O mesmo otimismo tem sido vivenciado por Waldineia Fonseca, proprietária da Barbearia Caballeros, inaugurada há dois meses na cidade. Interessada em investir em uma área comercial, ela encontrou a resposta na própria experiência.
"Tenho filhos homens e sempre tive que levá-los em salão de beleza feminino. Desde então, passei a alimentar essa ideia", conta.
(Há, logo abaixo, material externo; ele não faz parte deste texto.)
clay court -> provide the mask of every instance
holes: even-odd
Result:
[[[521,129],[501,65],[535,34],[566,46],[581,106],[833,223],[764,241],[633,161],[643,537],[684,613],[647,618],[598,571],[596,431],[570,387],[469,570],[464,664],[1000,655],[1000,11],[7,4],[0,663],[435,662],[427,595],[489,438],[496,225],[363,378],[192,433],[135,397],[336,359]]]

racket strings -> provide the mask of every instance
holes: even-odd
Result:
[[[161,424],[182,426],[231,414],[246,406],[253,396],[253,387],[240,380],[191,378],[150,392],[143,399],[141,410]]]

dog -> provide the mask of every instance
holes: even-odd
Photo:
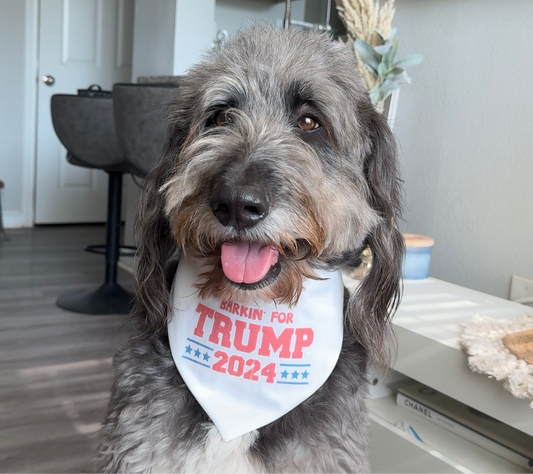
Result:
[[[369,472],[367,366],[390,357],[400,195],[395,140],[348,46],[255,25],[192,67],[141,202],[139,332],[115,357],[98,469]],[[268,247],[272,265],[232,281],[221,254],[235,241]],[[327,381],[281,418],[223,441],[170,353],[168,262],[205,263],[201,297],[295,305],[318,270],[357,265],[365,248],[372,266],[345,291],[342,349]]]

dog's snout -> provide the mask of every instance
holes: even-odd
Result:
[[[222,225],[237,230],[253,227],[270,208],[267,195],[258,186],[219,185],[213,190],[209,205]]]

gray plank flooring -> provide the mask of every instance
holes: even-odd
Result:
[[[0,472],[92,472],[111,358],[132,328],[124,316],[58,308],[58,296],[96,288],[103,226],[8,230],[0,240]],[[131,276],[120,274],[131,284]]]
Anos depois, Waldineia deu um "start" ao projeto e foi buscar referências em grandes centros, como São Paulo e Belo Horizonte.
Ela também fez cursos de corte masculino e barbearia, buscou consultoria no Sebrae e se formalizou como MEI. Além disso, investiu no espaço e na mão de obra. "Temos um público muito bom, sendo a maioria de homens na faixa dos 30 aos 50 anos, mas também temos visto um aumento no número de crianças", revela.
O fato do empreendimento de Waldineia estar instalado em um shopping center, tem sido apontado por ela como uma vantagem. "Em comparação aos primeiros dias, já vejo um aumento de 50% no público e acredito que a flexibilidade dos horários é um dos motivos. Abrimos em horário de shopping, o que inclui aos domingos", cita.